Hal Fry said desperately, for now all his symptoms seemed to be attacking him at once and he literally did not know whether he could stand up and walk. “I have duties and responsibilities I must fulfill. I must get well. You are being no help to me at all.”

“I have been the greatest help to you that any man could be, for I have given you the key to unlock your own illness. You will thank me for it before long. Wait and see.”

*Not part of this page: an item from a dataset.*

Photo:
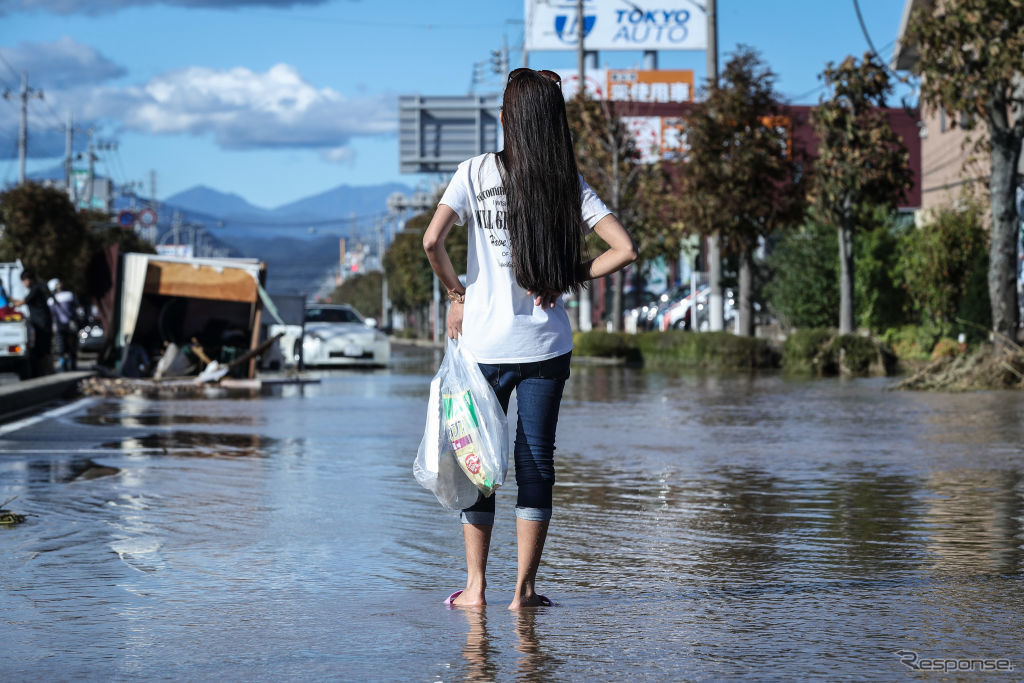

“I’m sick,” Senator Fry repeated hopelessly, “and I must get well.”

“You
are
sick,” the little man agreed, “and you
will
get well. If you want to.”

“I think,” Hal said, managing to rise and surprised to find that he could move, slowly and carefully but without falling, toward the door, “that you are insane. I think you are insane from an insufferable arrogance of intellect and pride that will not let you make an honest diagnosis, because you know that if you tried to, you couldn’t.”

“Patients often get abusive when they are forced to face themselves.” The little owl-eyed man turned away indifferently to the papers on his desk. “Come back and see me when you are ready to get well.”

“I’ll die before I come back to you.”

“You won’t die. Come back when you are ready.”

And that, Hal Fry thought as he walked with an unsteady determination out of the office, past the pretty little Indonesian nurse who smiled sympathetically to him as he went, and down the corridor to the elevator, was about the best you could expect from these overtrained, oversexed, and overtheorized doctors who tried to read into everybody else their own sick frustrations. All the little man had accomplished was to instill the seed of doubt, to unnerve him, to rake up the past and make him feel even unhappier than he already was, to weaken and sap his strength of will and fortitude of character at a point at which he was coming rapidly to the conclusion that strength of will and fortitude of character were about all he had left to go on.